December 11, 2023
NEWARK – The New Jersey Institute for Social Justice today commended the Community Development and Affairs Committee for releasing A1515, a bill to grant select municipalities the opportunity to create Civilian Review Boards (CRBs) with investigatory powers through a pilot program in the four cities of Newark, Jersey City, Paterson and Trenton.
“For more than 50 years going back to the Newark Rebellion, New Jersey residents have been advocating for strong Civilian Review Boards to build a system of community accountability into policing,” said Yannick Wood, Director of the Criminal Justice Reform Program at the New Jersey Institute for Social Justice. “The continuation of police violence against Black people in the state, including as recently as the killings of Najee Seabrooks in Paterson and Andrew Washington in Jersey City, makes it starkly evident that we still need CRBs today.

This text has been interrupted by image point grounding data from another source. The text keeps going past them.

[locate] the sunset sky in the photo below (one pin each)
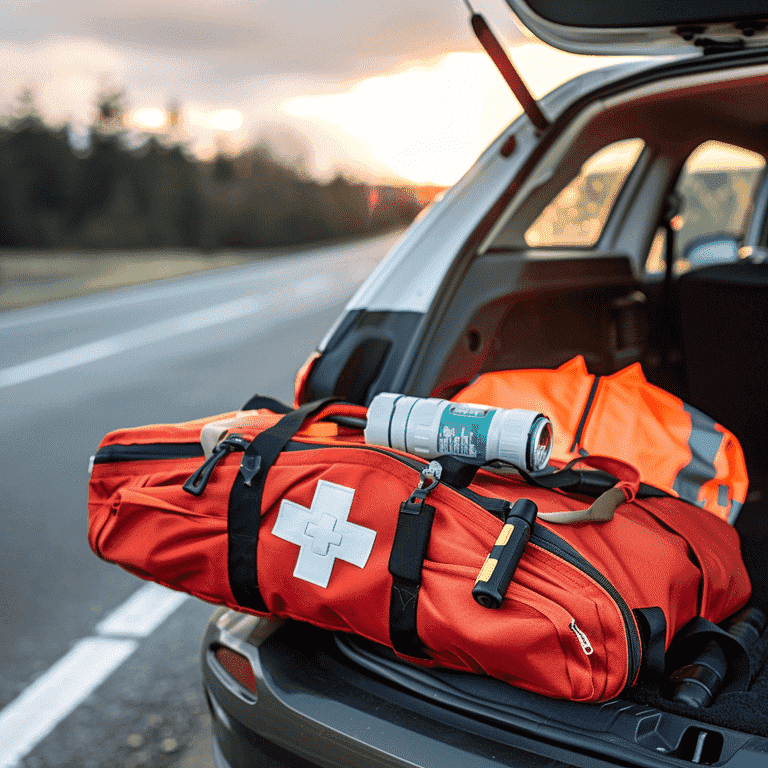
(378, 89)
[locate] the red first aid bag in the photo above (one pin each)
(291, 515)
(676, 447)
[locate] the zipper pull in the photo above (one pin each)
(428, 481)
(199, 480)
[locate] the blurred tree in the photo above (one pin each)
(110, 112)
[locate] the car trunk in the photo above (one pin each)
(571, 306)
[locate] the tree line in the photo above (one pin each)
(158, 195)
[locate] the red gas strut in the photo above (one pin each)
(508, 72)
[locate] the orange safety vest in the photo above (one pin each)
(676, 447)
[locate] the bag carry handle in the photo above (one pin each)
(603, 508)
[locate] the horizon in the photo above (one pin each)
(415, 107)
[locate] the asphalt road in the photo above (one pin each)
(71, 371)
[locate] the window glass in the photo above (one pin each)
(578, 214)
(717, 186)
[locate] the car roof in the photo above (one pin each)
(638, 27)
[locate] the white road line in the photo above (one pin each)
(122, 342)
(30, 717)
(143, 612)
(34, 714)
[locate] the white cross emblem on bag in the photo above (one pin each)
(324, 533)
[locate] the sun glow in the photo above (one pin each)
(151, 118)
(226, 119)
(429, 124)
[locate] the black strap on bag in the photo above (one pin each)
(265, 401)
(414, 526)
(652, 624)
(244, 513)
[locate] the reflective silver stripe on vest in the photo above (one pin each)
(704, 443)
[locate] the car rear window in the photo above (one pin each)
(577, 215)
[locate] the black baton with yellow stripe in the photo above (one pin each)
(499, 567)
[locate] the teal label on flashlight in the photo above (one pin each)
(464, 431)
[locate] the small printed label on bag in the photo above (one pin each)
(586, 646)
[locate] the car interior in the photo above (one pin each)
(599, 242)
(634, 234)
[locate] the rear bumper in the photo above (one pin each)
(317, 705)
(311, 709)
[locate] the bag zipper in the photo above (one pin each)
(110, 454)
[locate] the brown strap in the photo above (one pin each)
(601, 511)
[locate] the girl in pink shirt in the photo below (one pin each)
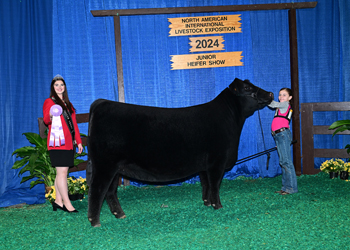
(283, 138)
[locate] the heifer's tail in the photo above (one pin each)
(89, 163)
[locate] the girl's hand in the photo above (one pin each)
(80, 148)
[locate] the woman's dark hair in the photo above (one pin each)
(53, 94)
(290, 94)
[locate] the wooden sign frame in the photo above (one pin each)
(291, 7)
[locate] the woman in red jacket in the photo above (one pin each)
(62, 149)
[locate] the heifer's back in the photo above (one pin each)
(165, 144)
(162, 144)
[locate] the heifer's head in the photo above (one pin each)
(250, 96)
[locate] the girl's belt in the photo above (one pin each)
(278, 131)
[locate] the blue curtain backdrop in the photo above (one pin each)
(43, 38)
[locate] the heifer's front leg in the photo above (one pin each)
(205, 188)
(215, 177)
(112, 199)
(99, 185)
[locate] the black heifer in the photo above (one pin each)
(166, 144)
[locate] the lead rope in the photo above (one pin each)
(268, 153)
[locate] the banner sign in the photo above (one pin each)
(207, 43)
(186, 26)
(208, 60)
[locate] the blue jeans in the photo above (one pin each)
(289, 178)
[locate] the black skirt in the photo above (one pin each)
(62, 158)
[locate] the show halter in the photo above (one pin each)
(56, 127)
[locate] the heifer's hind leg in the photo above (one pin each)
(112, 199)
(205, 188)
(215, 178)
(98, 188)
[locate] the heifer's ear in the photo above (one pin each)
(247, 81)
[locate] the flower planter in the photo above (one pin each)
(333, 175)
(74, 197)
(344, 175)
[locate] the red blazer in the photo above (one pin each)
(67, 135)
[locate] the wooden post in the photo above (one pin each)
(294, 76)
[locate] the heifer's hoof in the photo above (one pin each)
(216, 206)
(206, 203)
(94, 223)
(119, 216)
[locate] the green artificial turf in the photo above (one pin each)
(174, 217)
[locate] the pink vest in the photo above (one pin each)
(280, 122)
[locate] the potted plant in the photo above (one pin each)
(344, 173)
(332, 167)
(36, 160)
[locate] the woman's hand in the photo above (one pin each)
(80, 148)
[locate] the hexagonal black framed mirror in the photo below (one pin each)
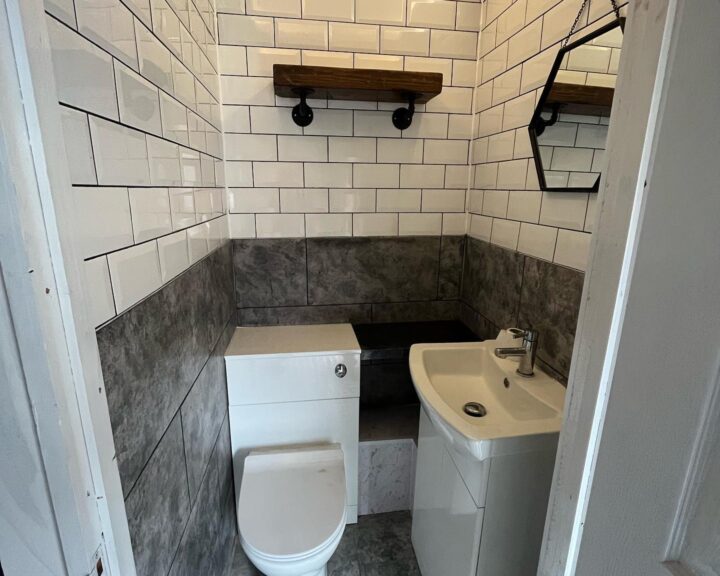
(569, 127)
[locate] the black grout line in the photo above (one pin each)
(136, 129)
(112, 56)
(154, 239)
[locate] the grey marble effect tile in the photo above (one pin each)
(378, 545)
(152, 354)
(361, 270)
(452, 253)
(354, 313)
(204, 548)
(203, 411)
(415, 311)
(159, 506)
(492, 279)
(270, 272)
(386, 476)
(481, 326)
(550, 303)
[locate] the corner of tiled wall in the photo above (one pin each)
(139, 97)
(519, 41)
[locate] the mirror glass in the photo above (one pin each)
(569, 127)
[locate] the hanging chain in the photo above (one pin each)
(577, 20)
(564, 43)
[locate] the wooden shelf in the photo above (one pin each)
(353, 84)
(580, 99)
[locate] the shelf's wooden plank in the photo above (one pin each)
(356, 84)
(580, 99)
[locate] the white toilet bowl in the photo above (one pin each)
(291, 509)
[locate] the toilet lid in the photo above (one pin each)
(292, 501)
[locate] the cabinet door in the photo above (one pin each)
(446, 521)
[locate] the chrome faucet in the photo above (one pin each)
(526, 352)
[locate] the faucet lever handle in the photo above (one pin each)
(531, 335)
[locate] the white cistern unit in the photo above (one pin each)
(293, 395)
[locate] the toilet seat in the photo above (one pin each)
(292, 502)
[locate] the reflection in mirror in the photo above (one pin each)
(569, 127)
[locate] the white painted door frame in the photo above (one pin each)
(51, 322)
(646, 354)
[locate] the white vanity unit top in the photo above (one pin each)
(293, 340)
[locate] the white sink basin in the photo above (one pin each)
(522, 414)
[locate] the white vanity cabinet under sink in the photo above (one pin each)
(478, 518)
(482, 482)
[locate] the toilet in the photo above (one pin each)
(293, 395)
(291, 510)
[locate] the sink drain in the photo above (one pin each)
(475, 409)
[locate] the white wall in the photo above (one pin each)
(351, 172)
(519, 42)
(138, 87)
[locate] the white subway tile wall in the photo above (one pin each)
(139, 94)
(351, 172)
(519, 41)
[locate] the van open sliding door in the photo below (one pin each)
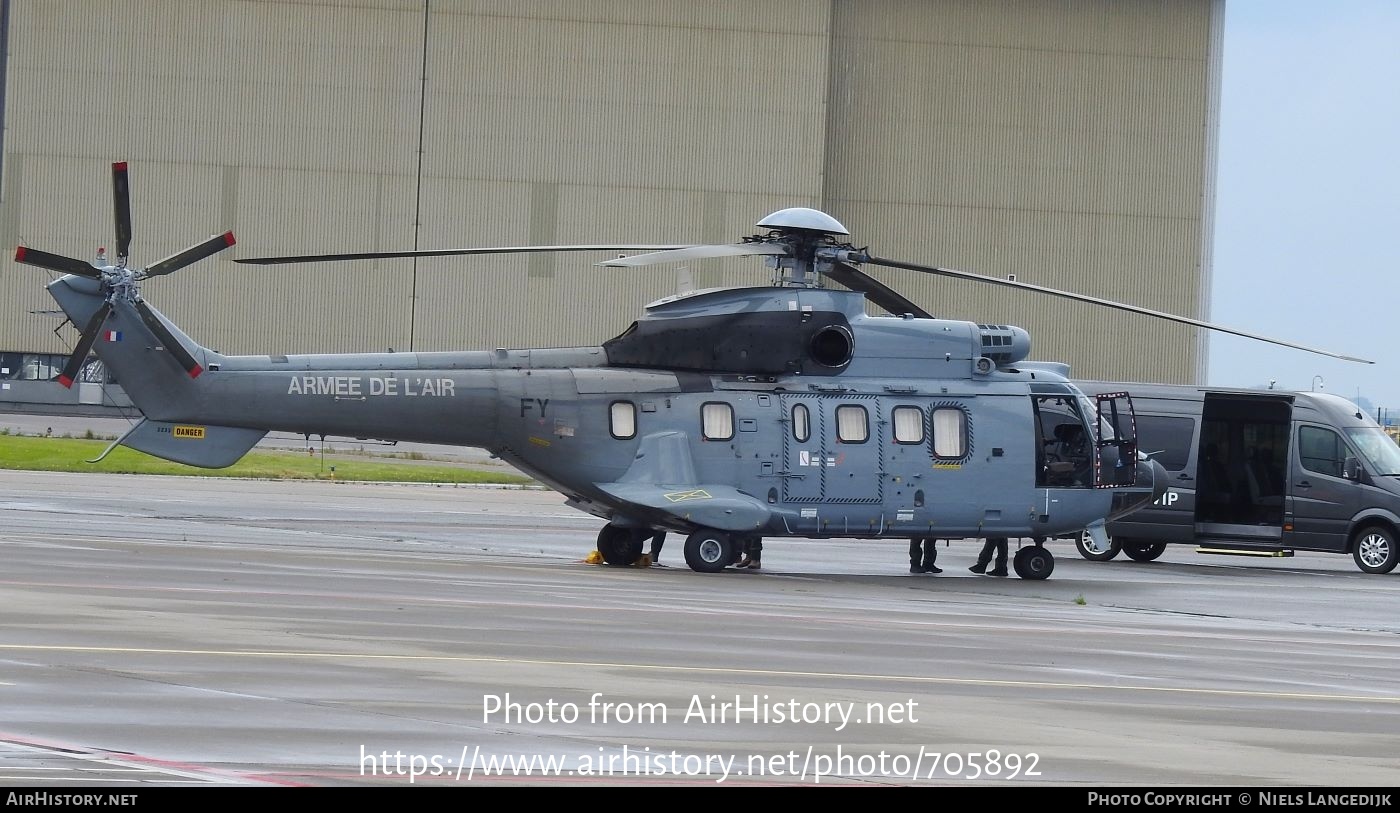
(1242, 468)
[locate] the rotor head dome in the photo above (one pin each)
(802, 218)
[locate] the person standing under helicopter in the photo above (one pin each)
(994, 545)
(923, 553)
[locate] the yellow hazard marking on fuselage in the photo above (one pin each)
(688, 496)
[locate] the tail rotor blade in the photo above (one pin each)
(168, 340)
(55, 263)
(122, 207)
(84, 346)
(192, 255)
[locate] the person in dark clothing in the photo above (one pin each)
(752, 554)
(923, 553)
(994, 545)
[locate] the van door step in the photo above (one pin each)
(1245, 552)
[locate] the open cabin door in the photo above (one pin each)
(1115, 465)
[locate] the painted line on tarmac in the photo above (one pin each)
(703, 669)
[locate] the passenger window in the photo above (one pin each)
(622, 420)
(949, 433)
(801, 424)
(1320, 451)
(717, 421)
(909, 426)
(851, 424)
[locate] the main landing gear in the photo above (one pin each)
(1033, 561)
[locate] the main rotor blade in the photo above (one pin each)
(168, 340)
(1105, 302)
(122, 207)
(679, 255)
(84, 346)
(875, 291)
(192, 255)
(55, 263)
(443, 253)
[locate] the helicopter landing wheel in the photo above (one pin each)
(620, 546)
(709, 552)
(1091, 550)
(1033, 563)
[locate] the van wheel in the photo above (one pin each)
(620, 546)
(1033, 563)
(1089, 549)
(709, 552)
(1375, 550)
(1143, 550)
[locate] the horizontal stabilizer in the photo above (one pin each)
(718, 507)
(199, 445)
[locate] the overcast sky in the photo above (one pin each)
(1308, 196)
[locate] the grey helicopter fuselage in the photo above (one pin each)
(752, 412)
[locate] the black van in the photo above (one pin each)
(1260, 470)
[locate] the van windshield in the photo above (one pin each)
(1378, 449)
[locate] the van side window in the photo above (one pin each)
(1320, 451)
(717, 421)
(1168, 440)
(949, 433)
(622, 420)
(909, 426)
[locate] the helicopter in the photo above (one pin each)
(727, 414)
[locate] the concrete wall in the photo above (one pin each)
(1066, 142)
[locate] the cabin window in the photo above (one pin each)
(909, 426)
(1320, 451)
(851, 424)
(622, 420)
(801, 424)
(949, 433)
(717, 421)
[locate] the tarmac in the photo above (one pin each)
(195, 631)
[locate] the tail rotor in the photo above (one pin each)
(122, 283)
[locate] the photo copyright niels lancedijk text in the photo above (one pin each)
(811, 763)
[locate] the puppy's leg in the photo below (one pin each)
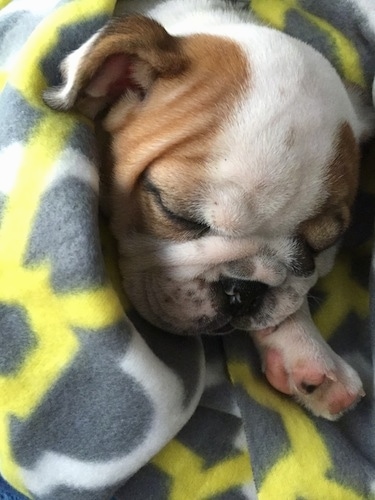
(297, 361)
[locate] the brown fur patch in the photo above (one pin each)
(170, 134)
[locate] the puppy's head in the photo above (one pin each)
(235, 164)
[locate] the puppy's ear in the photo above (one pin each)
(325, 229)
(327, 226)
(129, 53)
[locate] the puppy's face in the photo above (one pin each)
(235, 164)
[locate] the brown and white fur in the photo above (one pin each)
(235, 164)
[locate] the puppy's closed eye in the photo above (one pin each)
(183, 222)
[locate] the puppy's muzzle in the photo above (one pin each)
(244, 297)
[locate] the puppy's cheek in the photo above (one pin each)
(180, 307)
(277, 305)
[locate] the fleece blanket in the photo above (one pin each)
(94, 402)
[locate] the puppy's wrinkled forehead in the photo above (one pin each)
(237, 131)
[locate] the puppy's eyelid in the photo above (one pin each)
(187, 224)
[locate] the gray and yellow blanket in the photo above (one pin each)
(94, 402)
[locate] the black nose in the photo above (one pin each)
(244, 296)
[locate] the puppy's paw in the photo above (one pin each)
(297, 361)
(326, 392)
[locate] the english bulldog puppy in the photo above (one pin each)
(234, 166)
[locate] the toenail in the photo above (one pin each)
(308, 388)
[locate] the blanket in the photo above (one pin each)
(95, 403)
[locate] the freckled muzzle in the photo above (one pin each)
(243, 297)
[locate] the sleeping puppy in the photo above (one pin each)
(235, 157)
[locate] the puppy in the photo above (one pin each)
(235, 158)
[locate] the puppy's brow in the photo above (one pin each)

The legislation passed today in committee is a heartening and important first step.”
CRBs, led by members of the community and not within the internal chain of police command, will allow for more independent investigations not encumbered by pressure from police leadership. They are professionalized, with members who will have necessary training. And, importantly, granting CRBs subpoena power and the ability to conduct investigations concurrently with Internal Affairs increases the chances that law enforcement witnesses provide accurate testimony.
At today’s hearing, witness after witness testified to the need for CRBs, including people who have lost loved ones to police violence.
“Passing CRB legislation in New Jersey is a long time coming, and today’s vote begins the process,” added Wood. “As a former prosecutor, I know the value of CRBs and have seen them work in New York. We now look forward to working with the Senate bill sponsorship to strengthen the bill and move it forward through the legislative process and onto the Governor for signature.”
The Institute urges the legislature, as the bill moves forward, to pass amendments including ones to i) protect powers that municipalities already have to establish or maintain CRBs; ii) ensure that at the conclusion of the pilot program, the investigatory powers of the pilot program will be expanded to any CRB across the state; ii) guarantee that pilot municipalities that already have CRBs can participate without having to pass new ordinances; iv) provide for county level CRBs; v) add that a CRB can run concurrently with an Internal Affairs investigation without a waiting period; and vi) provide an appropriation for CRB training.